Sensory and Motor Nerve Conduction Studies
Sensory and Motor conduction velocities are required for the diagnosis of polyneuropathies. Polyneuropathies can be caused, among other things, by diabetes mellitus and kidney failure. Some polyneuropathies are inflammatory or hereditary.
- In entrapment neuropathies, peripheral nerves are lesioned in upper or lower limb sites where they are most vulnerable. Their entrapment can cause numbness, pain and/or weakness. The most common entrapment neuropathy is the Carpal Tunnel Syndrome.
- Conduction velocities are useful in the diagnosis and localization of nerve or plexus lesions, caused by injury.
F Wave – H Reflex
Electromyography (EMG) is useful in the diagnosis of:
- Spinal root lesions: These are often caused by herniation of intervertebral discs, usually in the lumbar or cervical spine. Spinal root lesions can cause pain, numbness and/or weakness.
- Myopathy: Myopathies have multiple causes. Viral and microbial infections, autoimmune diseases and malignancies (cancer) are important causes. Some myopathies are hereditary, while others are caused by drugs.
- Neuropathy: here EMG complements nerve conduction velocities, adding important information to the diagnosis.
- Amyotrophic Lateral Sclerosis, and other motor neuron diseases.
- Injuries of the peripheral nerves and plexuses.
Visual Evoked Potentials – VEPs
Visual Evoked Potentials are an important test for the diagnosis of optic nerve pathologies. These can be isolated optic or retrobulbar neuritides or can occur in the course of systemic diseases, such as Multiple Sclerosis.
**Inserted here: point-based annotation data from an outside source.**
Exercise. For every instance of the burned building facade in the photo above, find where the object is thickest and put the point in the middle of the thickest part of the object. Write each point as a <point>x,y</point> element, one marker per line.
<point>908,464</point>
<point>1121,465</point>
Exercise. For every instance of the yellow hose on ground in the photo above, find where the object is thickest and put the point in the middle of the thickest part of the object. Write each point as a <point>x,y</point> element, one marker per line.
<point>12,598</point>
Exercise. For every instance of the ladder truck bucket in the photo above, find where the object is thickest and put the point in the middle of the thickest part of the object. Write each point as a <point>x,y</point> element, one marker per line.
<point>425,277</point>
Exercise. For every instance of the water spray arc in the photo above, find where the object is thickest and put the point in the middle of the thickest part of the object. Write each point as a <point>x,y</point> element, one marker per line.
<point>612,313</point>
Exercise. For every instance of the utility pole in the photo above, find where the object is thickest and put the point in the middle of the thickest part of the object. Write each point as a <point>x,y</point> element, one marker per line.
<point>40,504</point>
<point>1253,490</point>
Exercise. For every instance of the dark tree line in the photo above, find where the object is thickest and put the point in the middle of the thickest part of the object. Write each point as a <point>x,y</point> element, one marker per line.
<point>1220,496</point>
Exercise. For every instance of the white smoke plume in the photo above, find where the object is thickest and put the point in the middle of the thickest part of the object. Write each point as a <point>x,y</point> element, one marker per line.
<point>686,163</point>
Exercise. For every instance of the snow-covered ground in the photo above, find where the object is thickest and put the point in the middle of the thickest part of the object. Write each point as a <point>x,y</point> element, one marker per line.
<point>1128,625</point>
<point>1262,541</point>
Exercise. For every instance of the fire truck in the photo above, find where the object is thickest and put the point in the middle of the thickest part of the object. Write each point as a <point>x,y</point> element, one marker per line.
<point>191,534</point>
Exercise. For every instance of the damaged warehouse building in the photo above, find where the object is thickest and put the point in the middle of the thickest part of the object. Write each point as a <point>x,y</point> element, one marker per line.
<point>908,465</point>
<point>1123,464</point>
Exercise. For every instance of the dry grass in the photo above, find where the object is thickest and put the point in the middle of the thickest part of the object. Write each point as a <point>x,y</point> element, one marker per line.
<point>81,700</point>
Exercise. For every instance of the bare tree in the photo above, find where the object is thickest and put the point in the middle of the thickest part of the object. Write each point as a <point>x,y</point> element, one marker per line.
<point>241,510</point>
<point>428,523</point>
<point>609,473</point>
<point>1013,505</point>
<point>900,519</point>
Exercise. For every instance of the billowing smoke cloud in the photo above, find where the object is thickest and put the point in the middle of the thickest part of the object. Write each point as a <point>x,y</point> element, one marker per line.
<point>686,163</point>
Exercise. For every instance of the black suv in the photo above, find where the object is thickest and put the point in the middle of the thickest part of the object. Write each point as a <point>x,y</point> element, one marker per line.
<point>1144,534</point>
Patients suffering from Multiple Sclerosis often experience occult optic or retrobulbar neuritis, which may go unnoticed. Visual Evoked Potentials detect such incidences, thus offering additional information that can help establish a diagnosis of Multiple Sclerosis. Optic nerves can also be involved in several autoimmune, metabolic and hereditary diseases.
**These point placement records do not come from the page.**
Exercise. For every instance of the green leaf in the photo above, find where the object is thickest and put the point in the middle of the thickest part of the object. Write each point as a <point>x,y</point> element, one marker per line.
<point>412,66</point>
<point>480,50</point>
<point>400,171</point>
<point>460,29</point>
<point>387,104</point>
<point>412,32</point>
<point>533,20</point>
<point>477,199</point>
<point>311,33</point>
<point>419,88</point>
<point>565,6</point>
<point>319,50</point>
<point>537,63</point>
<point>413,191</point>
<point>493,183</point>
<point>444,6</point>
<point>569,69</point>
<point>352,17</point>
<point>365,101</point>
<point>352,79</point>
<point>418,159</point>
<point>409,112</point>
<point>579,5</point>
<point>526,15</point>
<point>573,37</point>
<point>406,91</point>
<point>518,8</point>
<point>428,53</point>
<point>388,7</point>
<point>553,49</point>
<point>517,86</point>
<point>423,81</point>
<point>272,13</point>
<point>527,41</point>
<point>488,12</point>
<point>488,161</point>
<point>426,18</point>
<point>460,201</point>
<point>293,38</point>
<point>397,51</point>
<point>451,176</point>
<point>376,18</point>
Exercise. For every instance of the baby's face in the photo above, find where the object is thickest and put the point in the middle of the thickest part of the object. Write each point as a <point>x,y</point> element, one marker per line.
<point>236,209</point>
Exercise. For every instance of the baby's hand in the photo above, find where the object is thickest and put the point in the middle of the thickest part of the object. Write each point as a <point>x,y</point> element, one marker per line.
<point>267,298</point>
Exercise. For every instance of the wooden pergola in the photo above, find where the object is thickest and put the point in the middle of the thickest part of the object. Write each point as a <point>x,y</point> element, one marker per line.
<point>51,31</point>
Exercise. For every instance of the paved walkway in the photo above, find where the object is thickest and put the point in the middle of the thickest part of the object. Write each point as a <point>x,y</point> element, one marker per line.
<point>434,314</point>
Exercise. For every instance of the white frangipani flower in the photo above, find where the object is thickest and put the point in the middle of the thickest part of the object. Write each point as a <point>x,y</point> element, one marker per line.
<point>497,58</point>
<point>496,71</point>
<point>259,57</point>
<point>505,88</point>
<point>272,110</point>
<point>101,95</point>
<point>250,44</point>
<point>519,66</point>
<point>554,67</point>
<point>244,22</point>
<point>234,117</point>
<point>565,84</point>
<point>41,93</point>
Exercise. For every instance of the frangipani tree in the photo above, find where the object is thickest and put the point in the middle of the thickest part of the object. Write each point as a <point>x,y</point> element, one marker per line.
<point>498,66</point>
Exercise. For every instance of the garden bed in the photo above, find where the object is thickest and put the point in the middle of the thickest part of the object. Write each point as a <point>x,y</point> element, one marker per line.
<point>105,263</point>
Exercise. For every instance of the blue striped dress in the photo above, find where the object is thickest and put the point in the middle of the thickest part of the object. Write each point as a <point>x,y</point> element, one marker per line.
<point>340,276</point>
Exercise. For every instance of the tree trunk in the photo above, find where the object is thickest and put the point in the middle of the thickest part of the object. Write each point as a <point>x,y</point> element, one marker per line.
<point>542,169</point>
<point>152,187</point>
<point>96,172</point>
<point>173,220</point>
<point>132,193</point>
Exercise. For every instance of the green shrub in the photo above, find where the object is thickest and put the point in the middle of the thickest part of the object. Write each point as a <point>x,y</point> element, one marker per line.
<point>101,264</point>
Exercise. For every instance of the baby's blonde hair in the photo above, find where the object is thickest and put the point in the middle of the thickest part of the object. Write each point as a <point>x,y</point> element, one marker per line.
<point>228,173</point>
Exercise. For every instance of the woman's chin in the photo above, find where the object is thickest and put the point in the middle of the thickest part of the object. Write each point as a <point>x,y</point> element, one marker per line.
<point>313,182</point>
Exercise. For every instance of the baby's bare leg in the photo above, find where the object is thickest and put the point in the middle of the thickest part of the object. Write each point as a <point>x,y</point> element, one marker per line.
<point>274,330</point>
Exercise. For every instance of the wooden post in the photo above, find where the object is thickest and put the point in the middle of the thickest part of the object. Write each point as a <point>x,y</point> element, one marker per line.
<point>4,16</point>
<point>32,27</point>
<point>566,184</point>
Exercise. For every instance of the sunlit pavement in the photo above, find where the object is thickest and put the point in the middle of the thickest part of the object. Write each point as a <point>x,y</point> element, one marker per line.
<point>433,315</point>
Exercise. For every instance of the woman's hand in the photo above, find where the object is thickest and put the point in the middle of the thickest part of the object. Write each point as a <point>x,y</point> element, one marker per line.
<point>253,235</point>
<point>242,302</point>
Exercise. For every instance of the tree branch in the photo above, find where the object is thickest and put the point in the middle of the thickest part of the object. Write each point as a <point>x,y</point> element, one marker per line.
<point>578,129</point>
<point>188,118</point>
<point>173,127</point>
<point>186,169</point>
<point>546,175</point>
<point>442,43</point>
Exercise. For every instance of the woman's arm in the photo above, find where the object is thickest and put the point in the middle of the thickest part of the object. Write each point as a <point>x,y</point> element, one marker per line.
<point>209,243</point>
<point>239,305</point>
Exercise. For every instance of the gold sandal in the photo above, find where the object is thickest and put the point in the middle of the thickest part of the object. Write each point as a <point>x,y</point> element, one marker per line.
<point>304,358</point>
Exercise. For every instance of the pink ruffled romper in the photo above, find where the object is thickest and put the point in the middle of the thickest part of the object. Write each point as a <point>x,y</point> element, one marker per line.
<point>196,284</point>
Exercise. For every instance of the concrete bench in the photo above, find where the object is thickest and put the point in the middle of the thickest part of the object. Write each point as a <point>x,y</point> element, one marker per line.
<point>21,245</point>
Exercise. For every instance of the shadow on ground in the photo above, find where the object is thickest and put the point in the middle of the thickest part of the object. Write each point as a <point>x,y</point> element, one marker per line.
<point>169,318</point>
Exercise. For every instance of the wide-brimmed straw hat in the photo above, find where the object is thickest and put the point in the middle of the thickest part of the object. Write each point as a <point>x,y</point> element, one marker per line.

Somatosensory Evoked Potentials – SSEPs
Somatosensory Evoked Potentials are used to evaluate the integrity of the sensory tracts. Like the Visual Evoked Potentials, they can detect occult lesions of the sensory tracts that may have gone unnoticed, thus helping to established a diangosis of Multiple Sclerosis.
Brainstem Auditory Evoked Potentials – BAEPs
Brainstem Auditory Evoked Potentials evaluate the functional integrity of the neural circuits that are responsible for hearing. They are useful in detecting deafness of central original, i.e. that can be caused by brain lesions, such as Stroke and Multiple Sclerosis. They can assist the diagnosis of Multiple Sclerosis by detecting occult lesions of the auditory tracts.
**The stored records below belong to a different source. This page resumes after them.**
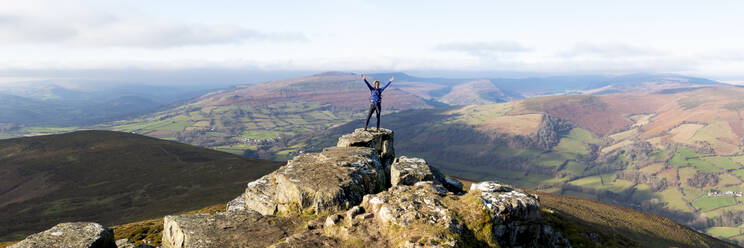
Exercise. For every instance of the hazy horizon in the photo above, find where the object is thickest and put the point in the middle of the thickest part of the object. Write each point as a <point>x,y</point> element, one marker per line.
<point>233,41</point>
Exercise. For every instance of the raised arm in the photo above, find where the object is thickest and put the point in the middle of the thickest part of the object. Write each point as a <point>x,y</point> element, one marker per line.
<point>388,84</point>
<point>368,85</point>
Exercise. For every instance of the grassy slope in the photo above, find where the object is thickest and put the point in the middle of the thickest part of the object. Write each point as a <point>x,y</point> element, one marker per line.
<point>111,177</point>
<point>573,215</point>
<point>575,218</point>
<point>453,140</point>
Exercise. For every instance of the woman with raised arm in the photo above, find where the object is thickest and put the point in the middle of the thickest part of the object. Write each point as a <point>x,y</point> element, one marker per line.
<point>375,100</point>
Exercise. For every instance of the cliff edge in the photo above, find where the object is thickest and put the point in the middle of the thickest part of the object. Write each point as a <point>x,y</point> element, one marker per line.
<point>359,194</point>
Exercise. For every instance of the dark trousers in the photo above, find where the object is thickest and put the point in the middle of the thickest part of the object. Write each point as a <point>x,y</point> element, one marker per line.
<point>373,108</point>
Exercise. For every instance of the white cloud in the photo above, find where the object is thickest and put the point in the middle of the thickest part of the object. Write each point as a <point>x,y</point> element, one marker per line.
<point>92,27</point>
<point>609,50</point>
<point>484,49</point>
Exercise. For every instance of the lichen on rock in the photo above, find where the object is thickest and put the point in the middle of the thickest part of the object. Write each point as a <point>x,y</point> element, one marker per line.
<point>71,234</point>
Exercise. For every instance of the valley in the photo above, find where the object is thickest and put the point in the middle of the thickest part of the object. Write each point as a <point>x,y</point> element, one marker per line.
<point>665,145</point>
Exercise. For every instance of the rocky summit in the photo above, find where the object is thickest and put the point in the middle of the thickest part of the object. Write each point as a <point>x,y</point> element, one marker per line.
<point>356,194</point>
<point>359,194</point>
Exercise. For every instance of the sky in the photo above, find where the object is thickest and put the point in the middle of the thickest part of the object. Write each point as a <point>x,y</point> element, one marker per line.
<point>697,38</point>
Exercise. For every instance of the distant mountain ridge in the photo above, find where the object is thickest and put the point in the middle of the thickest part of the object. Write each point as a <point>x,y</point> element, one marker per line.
<point>676,152</point>
<point>111,177</point>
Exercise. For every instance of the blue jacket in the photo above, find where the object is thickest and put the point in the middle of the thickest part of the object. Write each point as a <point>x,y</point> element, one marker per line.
<point>375,93</point>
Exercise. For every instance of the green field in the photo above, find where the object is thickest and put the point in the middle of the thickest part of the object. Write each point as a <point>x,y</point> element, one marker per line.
<point>724,232</point>
<point>708,203</point>
<point>722,162</point>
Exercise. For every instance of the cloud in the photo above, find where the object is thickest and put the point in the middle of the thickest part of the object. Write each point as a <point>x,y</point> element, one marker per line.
<point>100,29</point>
<point>484,49</point>
<point>611,50</point>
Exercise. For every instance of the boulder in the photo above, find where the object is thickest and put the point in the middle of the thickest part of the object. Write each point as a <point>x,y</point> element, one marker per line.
<point>420,210</point>
<point>124,243</point>
<point>381,140</point>
<point>512,217</point>
<point>71,234</point>
<point>335,179</point>
<point>409,171</point>
<point>225,229</point>
<point>237,204</point>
Cognitive Evoked Potentials (P300)
Cognitive Evoked Potentials comprise a neurophysiological test that evaluates the ability of a person to concentrate. They are distorted in diseases that affect concentration, such as certain psychiatric diseases and delirium.
Vestibular Evoked Myogenic Potentials – VEMPs
The Blink Reflex evaluates the functional integrity of the sensory and certain motor nerves of the face. It is useful in the detection of lesions of the facial nerve (such as facial nerve palsy or Bell’s palsy), of the trigeminal nerve, and of the brainstem, such as in the context of Stroke, Multiple Sclerosis or other pathological conditions.
Repetitive Nerve Stimulation (Desmedt)
Sympathetic Skin Response (SSR)
Evaluates the functional integrity of the autonomic nervous system. The Sympathetic Skin Response is useful, among other things, in the diagnosis of Parkinson Plus Syndromes, and in the evaluation of the autonomic nervous system in Parkinson’s disease.